A recent article reveals that science is not as objective as many would like to think. Scientists from Princeton and the University of Tokyo have challenged one of the commonly accepted theories about the possibility of life on other planets. The currently accepted theory presupposes that out of all of the cosmos, ten thousand planets have the proper conditions to sustain life. Hence, we will likely have contact with those alien worlds in the next twenty years. However, the recent challenge to this accepted norm asks the question: How can you know for certain that life exists on other planets just because it spawned here on earth? Just because life has flourished here does not automatically mean that it has or even can flourish elsewhere. This is a grossly simplified summary of the arguments. You can find the article here.

Nevertheless, science is not as objective as people like to believe. All scientific data requires interpretation. Just because scientists pound their lecterns and claim that God does not exist, that matter is eternal, or Adam and Eve never existed because "the facts speak for themselves," does not at all mean that they have arrived at the truth.

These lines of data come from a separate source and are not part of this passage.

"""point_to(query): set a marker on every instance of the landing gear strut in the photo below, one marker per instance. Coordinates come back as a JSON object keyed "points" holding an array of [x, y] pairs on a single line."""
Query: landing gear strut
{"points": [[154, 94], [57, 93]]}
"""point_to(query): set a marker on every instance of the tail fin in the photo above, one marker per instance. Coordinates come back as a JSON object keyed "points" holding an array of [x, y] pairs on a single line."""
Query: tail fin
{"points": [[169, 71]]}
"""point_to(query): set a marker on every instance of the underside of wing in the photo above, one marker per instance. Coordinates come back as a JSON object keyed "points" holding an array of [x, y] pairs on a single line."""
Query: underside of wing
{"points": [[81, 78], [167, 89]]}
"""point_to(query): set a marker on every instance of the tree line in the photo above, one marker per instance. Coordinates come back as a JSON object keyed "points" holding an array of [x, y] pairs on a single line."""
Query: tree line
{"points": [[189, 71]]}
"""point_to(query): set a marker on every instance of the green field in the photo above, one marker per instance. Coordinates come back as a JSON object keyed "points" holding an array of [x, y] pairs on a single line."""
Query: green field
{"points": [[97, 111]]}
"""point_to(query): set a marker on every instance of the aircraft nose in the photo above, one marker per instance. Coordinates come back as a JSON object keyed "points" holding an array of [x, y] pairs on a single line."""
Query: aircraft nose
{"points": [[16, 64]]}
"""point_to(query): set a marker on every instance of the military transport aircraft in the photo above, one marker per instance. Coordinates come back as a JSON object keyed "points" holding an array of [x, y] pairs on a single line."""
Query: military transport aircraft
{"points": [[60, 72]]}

Both the books of nature and Scripture require interpreting. Hence, scientists may not correctly "exegete" the book of nature--they can eisogete (read something into a text) just as poorly as a bad theologian with his Bible. We should always remember that just because science "says so," does not mean that God "says so." G. K. Chesterton once wrote that scientists will one day reach the pinnacle of the mountain of knowledge after crawling, scraping, and clawing their way to the top only to find that theologians have been sitting there all along. Never fear science or the book of nature--rather, fear bad interpretations of the book of nature. Always rejoice in knowing that God is the author of both books--nature and Scripture.